Overall attributes in XML file : 

 {'LastEditDate', 'Body', 'ViewCount', 'CommentCount', 'AnswerCount', 'LastActivityDate', 'AcceptedAnswerId', 'OwnerDisplayName', 'ParentId', 'Score', 'Title', 'OwnerUserId', 'PostTypeId', 'Tags', 'Id', 'CreationDate', 'LastEditorUserId', 'ClosedDate', 'FavoriteCount'}


In [4]:
attrs1=set()
attrs2=set()
attrs4=set()
attrs5=set()
for child in root:
    if child.attrib['PostTypeId']=='1':
        for attribute in child.attrib.keys():
            attrs1.add(attribute)
    elif child.attrib['PostTypeId']=='2':
        for attribute in child.attrib.keys():
            attrs2.add(attribute)
    elif child.attrib['PostTypeId']=='4':
        for attribute in child.attrib.keys():
            attrs4.add(attribute)
    else :
        for attribute in child.attrib.keys():
            attrs5.add(attribute)
print("\nAttributes in Posts of Type 1 : \n\n",attrs1)
print("\nAttributes in Posts of Type 2 : \n\n",attrs2)
print("\nAttributes in Posts of Type 4 : \n\n",attrs4)
print("\nAttributes in Posts of Type 5 : \n\n",attrs5)

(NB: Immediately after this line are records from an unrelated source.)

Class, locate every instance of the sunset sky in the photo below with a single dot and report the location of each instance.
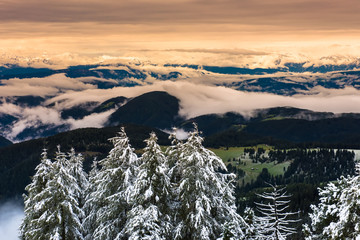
(135, 28)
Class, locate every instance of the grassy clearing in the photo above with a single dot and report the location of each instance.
(251, 169)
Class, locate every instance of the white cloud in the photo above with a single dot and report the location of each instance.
(11, 215)
(94, 120)
(47, 86)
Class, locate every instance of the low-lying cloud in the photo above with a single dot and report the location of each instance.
(11, 215)
(199, 99)
(195, 99)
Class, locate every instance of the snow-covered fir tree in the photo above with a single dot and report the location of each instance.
(172, 154)
(149, 218)
(249, 218)
(77, 171)
(89, 209)
(337, 216)
(275, 219)
(111, 199)
(207, 204)
(31, 228)
(58, 205)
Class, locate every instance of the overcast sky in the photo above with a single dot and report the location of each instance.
(112, 26)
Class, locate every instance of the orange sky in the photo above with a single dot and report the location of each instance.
(120, 27)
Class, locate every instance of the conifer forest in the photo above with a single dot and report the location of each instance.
(185, 191)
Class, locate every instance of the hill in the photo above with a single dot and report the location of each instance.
(18, 161)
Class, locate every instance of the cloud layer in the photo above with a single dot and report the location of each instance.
(11, 215)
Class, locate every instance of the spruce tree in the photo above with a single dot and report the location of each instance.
(207, 204)
(111, 198)
(149, 217)
(275, 219)
(90, 208)
(58, 204)
(30, 228)
(337, 216)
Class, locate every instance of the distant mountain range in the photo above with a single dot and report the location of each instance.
(156, 111)
(160, 110)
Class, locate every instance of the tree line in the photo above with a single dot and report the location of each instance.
(183, 193)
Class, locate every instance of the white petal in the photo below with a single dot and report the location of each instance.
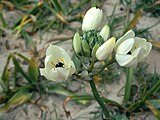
(105, 32)
(105, 49)
(138, 53)
(139, 42)
(59, 53)
(45, 73)
(129, 34)
(92, 19)
(126, 60)
(146, 51)
(58, 74)
(77, 43)
(72, 69)
(148, 48)
(125, 46)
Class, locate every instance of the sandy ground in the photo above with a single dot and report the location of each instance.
(54, 102)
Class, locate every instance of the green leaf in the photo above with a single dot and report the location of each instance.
(18, 98)
(5, 76)
(33, 70)
(19, 68)
(153, 108)
(28, 39)
(120, 117)
(62, 91)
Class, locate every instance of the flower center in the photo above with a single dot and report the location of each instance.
(60, 63)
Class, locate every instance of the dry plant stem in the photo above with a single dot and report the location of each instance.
(137, 104)
(99, 100)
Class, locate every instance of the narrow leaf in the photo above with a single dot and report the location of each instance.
(33, 69)
(153, 109)
(18, 98)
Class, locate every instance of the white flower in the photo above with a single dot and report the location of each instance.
(105, 49)
(77, 42)
(92, 19)
(104, 33)
(58, 64)
(130, 49)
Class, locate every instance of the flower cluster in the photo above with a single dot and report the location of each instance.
(95, 45)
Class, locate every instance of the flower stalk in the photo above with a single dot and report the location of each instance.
(99, 100)
(129, 78)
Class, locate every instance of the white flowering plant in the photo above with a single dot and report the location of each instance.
(94, 51)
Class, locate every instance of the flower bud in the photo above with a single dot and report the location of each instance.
(96, 46)
(104, 33)
(85, 48)
(92, 19)
(77, 43)
(105, 49)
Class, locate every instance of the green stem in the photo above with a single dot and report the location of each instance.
(129, 78)
(107, 64)
(138, 103)
(151, 91)
(100, 101)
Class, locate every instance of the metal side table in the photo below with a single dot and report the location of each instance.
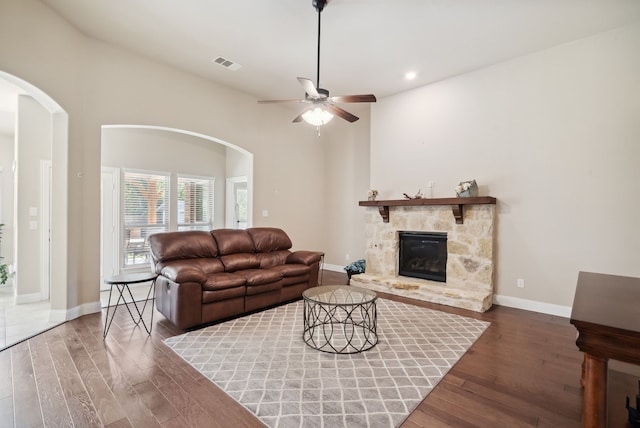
(122, 283)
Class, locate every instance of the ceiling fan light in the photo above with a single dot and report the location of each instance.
(317, 116)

Attributes in Posts of Type 1 : 

 {'CreationDate', 'Body', 'ViewCount', 'Title', 'LastEditorUserId', 'ClosedDate', 'AnswerCount', 'CommentCount', 'OwnerUserId', 'LastActivityDate', 'FavoriteCount', 'LastEditDate', 'PostTypeId', 'Tags', 'AcceptedAnswerId', 'OwnerDisplayName', 'Score', 'Id'}

Attributes in Posts of Type 2 : 

 {'CreationDate', 'Body', 'ParentId', 'LastEditorUserId', 'CommentCount', 'OwnerUserId', 'LastActivityDate', 'LastEditDate', 'PostTypeId', 'Score', 'Id'}

Attributes in Posts of Type 4 : 

 {'CreationDate', 'Body', 'LastEditorUserId', 'CommentCount', 'OwnerUserId', 'LastActivityDate', 'LastEditDate', 'PostTypeId', 'Score', 'Id'}

Attributes in Posts of Type 5 : 

 {'CreationDate', 'Body', 'LastEditorUserId', 'CommentCount', 'OwnerUserId', 'LastActivityDate', 'LastEditDate', 'PostTypeId', 'Score', 'Id'}


In [53]:
#print("Values of all fields:\n")
i=0
null_values=0
for child in root:
    i=i+1   
    #print(str(i)+'.\n')
    for attr in attrs:
        if attr not in child.attrib:
            #print(attr+' : '+'NULL')
            null_values=null_values+1
        else:
            #print(attr+' : '+child.attrib[attr])
            pass

In [54]:
print("Total rows : "+str(i))
print("Total null values : "+str(null_values))

Total rows : 434
Total null values : 3371


# Some observations :

* 'Id' of every post is unique . So, Id can be made a 'primary key' in posts table

* 'Tags' and 'Posts' are having a many-to-many relationship. So, it is better to create a separate table post_tag_map that contains mapping from a PostId to a Tag.

* As shown above, some of the properties are present only in Posts of Type 2,4 and 5 and some are present in Posts of Type 1 only, resulting in many NULL values. However, when designing the frontend, care should be taken to display the properties accordingly.